Poodles do very occasionally come up in general rescue, although you are much more likely to find a poodles cross, and usually larger than toy-sized: Dogs Trust of course, and DogsBlog.com, although the latter is now mainly overseas rescues. I would be wary of the free listing sites - lots of scams, lots of puppy farmers and illegal imports, despite Lucy's Law, and rather too many people trying to make a profit out of their dogs. Plus the prices are often higher than for a healthy, happy pup from a reputable breeder who does everything right.

Good luck!


----------



## WinnieThePoodle (Sep 1, 2020)

I looked for about a year for a poodle to adopt and they are so hard to find. There were cockapoos and cavapoos and poos with other mixes but very rarely did I find a poodle of any size. If there was then it was either very old or had issues that I couldn't deal with.


----------



## fjm (Jun 4, 2010)

These are fairly typical:
Poodle/Shih Tzu cross: Dave - 18 month old male Shih Tzu cross Poodle available for adoption
Bichon/poodle cross (bite history): Dickens - 4 year old male Bichon Frise cross Poodle available for adoption


----------



## Tulsi (Jun 8, 2021)

Many Tears Animal Rescue in Wales often have poodles and poodle crosses in. They rehome all over the UK. Not sure what their policy is re communal gardens.

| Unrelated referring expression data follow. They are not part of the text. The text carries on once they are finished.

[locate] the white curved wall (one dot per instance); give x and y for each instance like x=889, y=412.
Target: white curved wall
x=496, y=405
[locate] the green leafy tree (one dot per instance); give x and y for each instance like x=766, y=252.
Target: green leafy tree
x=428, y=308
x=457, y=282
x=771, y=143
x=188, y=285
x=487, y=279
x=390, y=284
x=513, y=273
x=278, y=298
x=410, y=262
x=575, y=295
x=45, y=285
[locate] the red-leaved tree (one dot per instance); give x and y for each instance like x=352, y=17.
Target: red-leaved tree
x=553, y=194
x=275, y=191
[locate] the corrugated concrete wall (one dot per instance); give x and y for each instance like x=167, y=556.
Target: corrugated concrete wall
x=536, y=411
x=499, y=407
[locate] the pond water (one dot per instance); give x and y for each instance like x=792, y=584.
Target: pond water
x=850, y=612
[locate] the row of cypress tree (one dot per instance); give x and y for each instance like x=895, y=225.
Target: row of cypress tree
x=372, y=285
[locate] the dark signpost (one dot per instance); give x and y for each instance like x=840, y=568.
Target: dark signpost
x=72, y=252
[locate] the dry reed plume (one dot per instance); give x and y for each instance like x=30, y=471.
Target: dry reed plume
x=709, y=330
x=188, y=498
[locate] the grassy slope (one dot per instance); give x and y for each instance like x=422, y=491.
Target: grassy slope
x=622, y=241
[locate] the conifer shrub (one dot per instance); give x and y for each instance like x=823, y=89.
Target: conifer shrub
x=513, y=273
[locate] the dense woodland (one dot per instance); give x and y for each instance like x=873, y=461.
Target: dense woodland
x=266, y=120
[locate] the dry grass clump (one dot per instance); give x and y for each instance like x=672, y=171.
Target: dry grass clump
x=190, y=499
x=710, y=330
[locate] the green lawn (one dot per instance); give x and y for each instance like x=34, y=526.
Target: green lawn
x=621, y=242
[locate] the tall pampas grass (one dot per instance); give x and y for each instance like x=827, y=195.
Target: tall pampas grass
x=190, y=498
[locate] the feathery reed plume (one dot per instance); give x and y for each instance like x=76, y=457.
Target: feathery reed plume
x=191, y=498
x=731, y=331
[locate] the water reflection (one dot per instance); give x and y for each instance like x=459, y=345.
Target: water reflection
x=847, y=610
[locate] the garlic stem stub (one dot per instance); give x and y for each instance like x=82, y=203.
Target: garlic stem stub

My darling wonderful collie, Tass (rip) came from them.


----------



## PeggyTheParti (Sep 5, 2019)

I think your best bet would be to contact good breeders in your area who require dogs to be returned to them if their home situation doesn’t work out. 

You would find those breeders the same way you would if searching for a puppy. But let them know you’re interested in an adult, should one come available.


----------